As a kid I can remember countless times I wished to be Jewish.  Most of the Jewish kids I knew were incredibly gifted with highly educated, very successful families. I assumed that was part of being Jewish. I fully acknowledge I was stereotyping but children are simplistic and this was a positive stereotype (so cut me a little slack before sending me hate mail.) I found Judaism far more mystical and exciting than the Catholicism in which I was raised (again here.... a child's viewpoint.... not an incentive to send me an email asking "why I hate Catholicism") I'll never forget the time when at about six, I nearly gave my VERY Catholic Grandmother a heart attack, reciting a Jewish prayer in Hebrew a friend had taught me at the park.

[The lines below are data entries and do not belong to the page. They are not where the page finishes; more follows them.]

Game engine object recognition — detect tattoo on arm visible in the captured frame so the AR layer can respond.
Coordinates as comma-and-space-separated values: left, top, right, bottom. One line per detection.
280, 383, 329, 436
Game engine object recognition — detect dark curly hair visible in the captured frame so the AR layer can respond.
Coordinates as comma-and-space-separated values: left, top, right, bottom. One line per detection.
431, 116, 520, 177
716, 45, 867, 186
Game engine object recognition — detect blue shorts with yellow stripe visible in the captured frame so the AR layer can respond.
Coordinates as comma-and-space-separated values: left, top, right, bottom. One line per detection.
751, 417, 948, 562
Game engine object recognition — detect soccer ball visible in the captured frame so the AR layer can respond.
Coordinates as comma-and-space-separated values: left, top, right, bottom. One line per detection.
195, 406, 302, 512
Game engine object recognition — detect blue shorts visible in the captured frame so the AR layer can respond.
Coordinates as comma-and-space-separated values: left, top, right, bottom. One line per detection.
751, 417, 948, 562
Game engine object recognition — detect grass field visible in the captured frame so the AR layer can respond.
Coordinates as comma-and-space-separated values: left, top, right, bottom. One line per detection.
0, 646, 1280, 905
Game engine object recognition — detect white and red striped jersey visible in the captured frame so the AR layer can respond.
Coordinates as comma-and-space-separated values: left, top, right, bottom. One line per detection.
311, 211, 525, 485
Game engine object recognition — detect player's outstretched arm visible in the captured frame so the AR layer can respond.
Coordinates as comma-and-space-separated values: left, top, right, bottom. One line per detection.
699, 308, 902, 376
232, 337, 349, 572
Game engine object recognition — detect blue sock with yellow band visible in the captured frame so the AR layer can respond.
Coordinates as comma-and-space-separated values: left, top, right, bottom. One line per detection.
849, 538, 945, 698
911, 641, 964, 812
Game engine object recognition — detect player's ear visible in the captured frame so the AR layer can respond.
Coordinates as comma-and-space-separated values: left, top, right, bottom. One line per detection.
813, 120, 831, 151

But back to the greater issue here. It's not that I'm not excited about this new world to explore. I just don't get the intense fascination with it or the assumption that I'm now magically Jewish.
Being Jewish, at least to me, is not about DNA. Being Jewish is about beautiful religious traditions, culture and a vast, trying history you learn and discover as you are raised.  You can't get the "Jewish thing" just by being born, it has to be given to you. When my biological father released sperm from his body into a cup and detached from it (and me) he took away the Jewish thing. That is unfortunate.

This leads me to believe that the fascination with the "Jewish thing" has more to do with the "sperm donor thing." What I'm trying, successfully or unsuccessfully, to get at here is that the parcels of  inheritance are very blurry when it comes to anonymous sperm donation. What the sperm donor does and does not bestow upon you is highly debatable. The letters and patterns of my DNA genome spread across the table cannot describe the shape of my ancestors faces, they cannot tell me the stories of the women before me that made their way across an ocean and they definitely cannot communicate the essence of what it means to be Jewish.

So that leads me to ask you, Jewish and non-Jewish alike, what do you think about the Jewish thing?